In his opening speech, Prince Michael will propose a three-point plan to reduce drastically the number of road deaths and serious injuries.
Around 3500 people are killed on the world’s roads every day. If the current trend continues, 21.7 million people will have died in road crashes between now and 2030. “To accept such an appalling human tragedy really cannot be an option”, the Prince will say, according to the manuscript of his opening speech.
“First, we need to establish a new UN road safety target to halve road deaths and serious injuries by 2030… Second, we need to mobilise new resources to finance road injury prevention programmes… Third we need much stronger political commitment to road safety.”
Calling the ITF Summit “a unique forum where transport ministers can demonstrate leadership”, Prince Michael will say to ministers:
“In your discussions here in Leipzig today, and in your ministerial roles back home, please keep in mind what is at stake between now and 2030.”
“Think of the lives that will be lost, the families shattered, and the tragic waste from another twenty million or more road fatalities. We know that we can do better than this. So many of these road traffic deaths are avoidable. Let us do our utmost to prevent them.”
Other transport safety and security issues that will be debated by over 100 speakers in more than 40 different sessions and events include terrorism, cyber-security, blockchain applications in transport and safety of self-driving cars and drones.

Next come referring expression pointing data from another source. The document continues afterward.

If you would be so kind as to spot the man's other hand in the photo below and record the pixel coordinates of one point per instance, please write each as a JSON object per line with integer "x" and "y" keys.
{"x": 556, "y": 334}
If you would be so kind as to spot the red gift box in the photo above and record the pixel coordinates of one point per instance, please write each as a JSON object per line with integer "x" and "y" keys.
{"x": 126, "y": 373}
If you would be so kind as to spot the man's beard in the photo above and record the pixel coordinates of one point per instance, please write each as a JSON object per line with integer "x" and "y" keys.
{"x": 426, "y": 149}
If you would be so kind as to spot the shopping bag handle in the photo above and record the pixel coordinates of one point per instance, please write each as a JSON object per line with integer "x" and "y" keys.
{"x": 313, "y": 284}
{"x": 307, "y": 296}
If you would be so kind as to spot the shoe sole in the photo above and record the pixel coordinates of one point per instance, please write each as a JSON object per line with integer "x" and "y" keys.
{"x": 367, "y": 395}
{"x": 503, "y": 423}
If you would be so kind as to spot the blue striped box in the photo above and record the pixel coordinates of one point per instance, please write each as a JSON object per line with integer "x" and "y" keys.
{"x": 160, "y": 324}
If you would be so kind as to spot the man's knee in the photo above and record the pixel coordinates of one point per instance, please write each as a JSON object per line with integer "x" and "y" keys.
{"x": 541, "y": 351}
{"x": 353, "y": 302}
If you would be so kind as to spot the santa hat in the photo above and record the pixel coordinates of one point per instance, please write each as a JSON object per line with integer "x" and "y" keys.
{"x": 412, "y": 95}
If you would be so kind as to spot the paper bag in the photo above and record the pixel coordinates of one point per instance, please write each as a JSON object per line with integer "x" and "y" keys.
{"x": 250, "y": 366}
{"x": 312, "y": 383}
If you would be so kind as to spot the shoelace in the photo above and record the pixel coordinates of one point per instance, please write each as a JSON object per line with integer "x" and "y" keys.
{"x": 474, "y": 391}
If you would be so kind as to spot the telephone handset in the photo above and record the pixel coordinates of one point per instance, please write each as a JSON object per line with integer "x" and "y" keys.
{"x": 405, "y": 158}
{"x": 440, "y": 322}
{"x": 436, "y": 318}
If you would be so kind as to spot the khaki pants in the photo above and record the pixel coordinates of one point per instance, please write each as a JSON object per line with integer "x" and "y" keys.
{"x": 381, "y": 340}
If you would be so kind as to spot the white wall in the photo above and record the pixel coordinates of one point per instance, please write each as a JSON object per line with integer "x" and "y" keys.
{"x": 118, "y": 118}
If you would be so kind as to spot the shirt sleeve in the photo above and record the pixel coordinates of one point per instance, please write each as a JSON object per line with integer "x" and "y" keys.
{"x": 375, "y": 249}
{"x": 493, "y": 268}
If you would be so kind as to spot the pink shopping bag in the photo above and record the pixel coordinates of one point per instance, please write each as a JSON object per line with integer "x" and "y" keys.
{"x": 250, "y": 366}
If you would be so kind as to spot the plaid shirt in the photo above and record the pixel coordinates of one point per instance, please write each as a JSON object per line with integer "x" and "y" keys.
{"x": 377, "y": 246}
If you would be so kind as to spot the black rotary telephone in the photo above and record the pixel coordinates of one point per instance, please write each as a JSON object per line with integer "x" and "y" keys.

In closed meetings, ministers will also discuss transport and climate, the liberalisation of international road freight transport, the dependency of transport on digital devices and how to make supply chains more resilient.
“Very few other events offer similar breadth of perspective and depth of exchange”, said Young Tae Kim, Secretary-General of the International Transport Forum, ahead of the event.
“For three days, policy makers from all over the world will exchange, discuss, listen and learn about smart ways to deal with new threats and risks from terrorism to climate change.”
Adding to the delegations from the 59 member countries of the Forum, ministers or vice-ministers from South Africa, Thailand, Saudi Arabia and Cambodia will participate as guests in the Summit. Papua New Guinea will also be represented.